15.   The evidence before me does not contain an advertisement or other source of information that lists the particular services that were involved with the service package the applicant purchased from the respondent. The January 29, 2019 invoice shows a charge for a “general tune” that involved cleaning and optimizing the computer, installing an ad blocker, ensuring the antivirus software was up to date, and checking internet connectivity. There was no reference to a back-up device in this invoice.

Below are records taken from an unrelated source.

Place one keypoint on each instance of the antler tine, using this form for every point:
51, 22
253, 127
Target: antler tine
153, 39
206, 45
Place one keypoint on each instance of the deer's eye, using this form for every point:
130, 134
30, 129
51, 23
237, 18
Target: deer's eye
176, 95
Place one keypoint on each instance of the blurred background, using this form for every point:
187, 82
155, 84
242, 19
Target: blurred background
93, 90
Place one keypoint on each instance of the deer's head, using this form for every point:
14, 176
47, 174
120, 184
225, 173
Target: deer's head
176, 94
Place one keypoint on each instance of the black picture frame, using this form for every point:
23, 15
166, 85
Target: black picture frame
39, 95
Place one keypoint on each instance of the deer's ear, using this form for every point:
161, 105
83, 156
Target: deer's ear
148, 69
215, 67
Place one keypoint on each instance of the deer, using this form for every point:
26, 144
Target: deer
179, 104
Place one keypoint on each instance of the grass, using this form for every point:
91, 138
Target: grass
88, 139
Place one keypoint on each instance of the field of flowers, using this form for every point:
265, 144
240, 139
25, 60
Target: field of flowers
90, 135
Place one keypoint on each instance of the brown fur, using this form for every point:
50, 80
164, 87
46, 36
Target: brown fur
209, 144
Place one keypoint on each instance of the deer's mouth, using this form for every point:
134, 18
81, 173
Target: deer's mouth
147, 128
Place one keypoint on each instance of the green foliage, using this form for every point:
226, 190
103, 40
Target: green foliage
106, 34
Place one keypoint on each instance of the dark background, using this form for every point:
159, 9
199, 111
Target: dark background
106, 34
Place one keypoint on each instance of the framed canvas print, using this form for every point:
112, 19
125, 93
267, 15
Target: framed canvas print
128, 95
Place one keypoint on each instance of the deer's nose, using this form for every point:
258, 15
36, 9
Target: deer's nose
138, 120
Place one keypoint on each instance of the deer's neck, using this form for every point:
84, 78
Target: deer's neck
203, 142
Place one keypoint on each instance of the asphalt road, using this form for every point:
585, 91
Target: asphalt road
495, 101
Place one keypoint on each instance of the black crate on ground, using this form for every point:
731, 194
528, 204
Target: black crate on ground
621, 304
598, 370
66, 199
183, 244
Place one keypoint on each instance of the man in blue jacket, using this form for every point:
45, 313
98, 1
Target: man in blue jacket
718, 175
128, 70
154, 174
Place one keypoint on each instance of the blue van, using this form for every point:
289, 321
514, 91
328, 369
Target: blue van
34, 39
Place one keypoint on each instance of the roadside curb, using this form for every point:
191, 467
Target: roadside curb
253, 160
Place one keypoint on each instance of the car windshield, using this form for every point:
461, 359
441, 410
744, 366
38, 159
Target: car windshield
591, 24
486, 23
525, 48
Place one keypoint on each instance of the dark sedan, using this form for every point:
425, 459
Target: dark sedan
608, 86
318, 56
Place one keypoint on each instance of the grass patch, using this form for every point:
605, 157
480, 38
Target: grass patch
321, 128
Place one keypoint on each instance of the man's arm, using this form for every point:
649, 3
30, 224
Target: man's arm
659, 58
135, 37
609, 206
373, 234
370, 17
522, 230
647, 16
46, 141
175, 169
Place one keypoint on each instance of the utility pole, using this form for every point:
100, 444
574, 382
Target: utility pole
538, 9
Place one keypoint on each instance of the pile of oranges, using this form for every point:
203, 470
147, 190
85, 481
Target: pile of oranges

16.   By contrast, the back-up device was mentioned in the invoice when the applicant specially requested service for that item. The February 27, 2019 invoice shows that the respondent provided the applicant with a new back-up device and performed the necessary set-up. This is consistent with the respondent’s evidence that services are performed “on demand” as requested by a customer.

17.   Based on the evidence before me, I find that the applicant has not established that checking the back-up device was part of the maintenance service package he purchased from the respondent. As it was not within the scope of the parties’ agreement, the respondent was under no obligation to perform work on this device.

18.   Even if my conclusion about the scope of the service package were different, I would not grant the applicant the award he seeks. I find that the applicant has not proven the nature of the malfunction in the back-up device, that the back-up device was malfunctioning on the date of the respondent’s service of his computer or, if it was, that checking it at that time could have prevented data loss during the hard drive crash. Accordingly, I dismiss the applicant’s claim for damages.

19.   Under section 49 of the Act, and tribunal rules, the tribunal will generally order an unsuccessful party to reimburse a successful party for tribunal fees and reasonable dispute-related expenses. As the applicant was not successful, I dismiss his claim for reimbursement of tribunal fees.

ORDER

20.  I dismiss the applicant’s claims and this dispute.